Rclone backups to AWS
Setup Rclone 1.62.2 for AWS backups from HPC
Setup the IAM user permissions in AWS
Perform the following before configuring rclone.
Log into the AWS console
Navigate to IAM
Click Add User
name: rclone-backup-from-hpc
Do not check "Provide User accounts to the AWS Management Console" as this account will be used for CLI based access via rclone.
Click Next > Select "Attach policies directly"
Search for S3 and select "AmazonS3FullAccess". If this AWS account already has multiple buckets created it's up to the end user to specify a more granular access policy to S3 for this new IAM user.
Click Next > Create User
Now that user is created, click on the User in the IAM console
Navigate to Security Credentials and locate the Access Keys section.
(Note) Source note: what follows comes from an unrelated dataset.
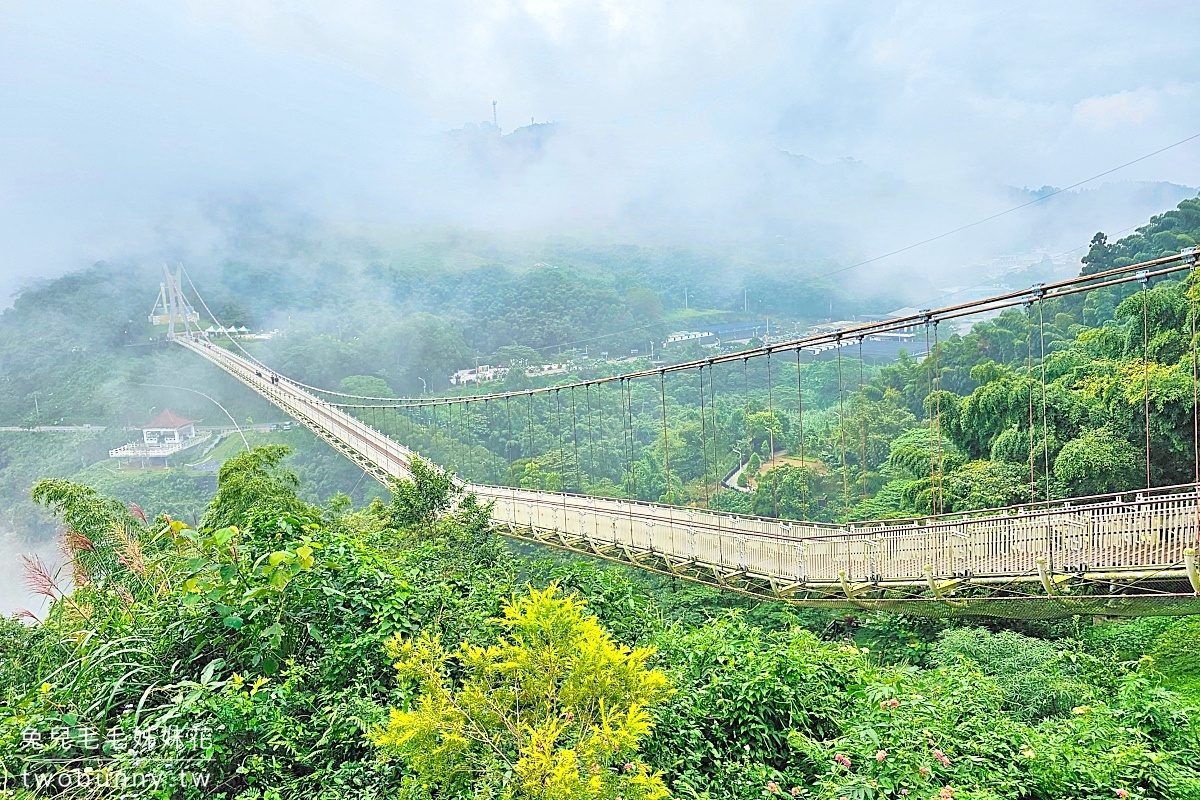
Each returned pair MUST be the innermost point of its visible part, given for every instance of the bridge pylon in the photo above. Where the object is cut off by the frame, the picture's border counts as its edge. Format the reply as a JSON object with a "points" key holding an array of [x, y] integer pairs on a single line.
{"points": [[172, 306]]}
Click "Create access key" and select "Applications running outside of AWS"
Click Next
For Description enter "rclone-backups-resnick-hpc" > Create Access Key
Leave this window open and access keys visible during the configuration of rclone on the cluster side.
Configure Rclone
module load rclone/1.62.2
rclone config
Enter name for new remote.
name> my-aws-account
Select S3 compatible object store. (This same backend can also be used for backblaze B2, Wasabi etc.)
Storage > 5
Now select the actual provider of this S3 compatible object storage
Provider > 1
Option env_auth. Specify 1 to enter your credentials or add the credentials to your shell environment.
env_auth > 1
Enter the new access key id_shown in the aws console during IAM creation.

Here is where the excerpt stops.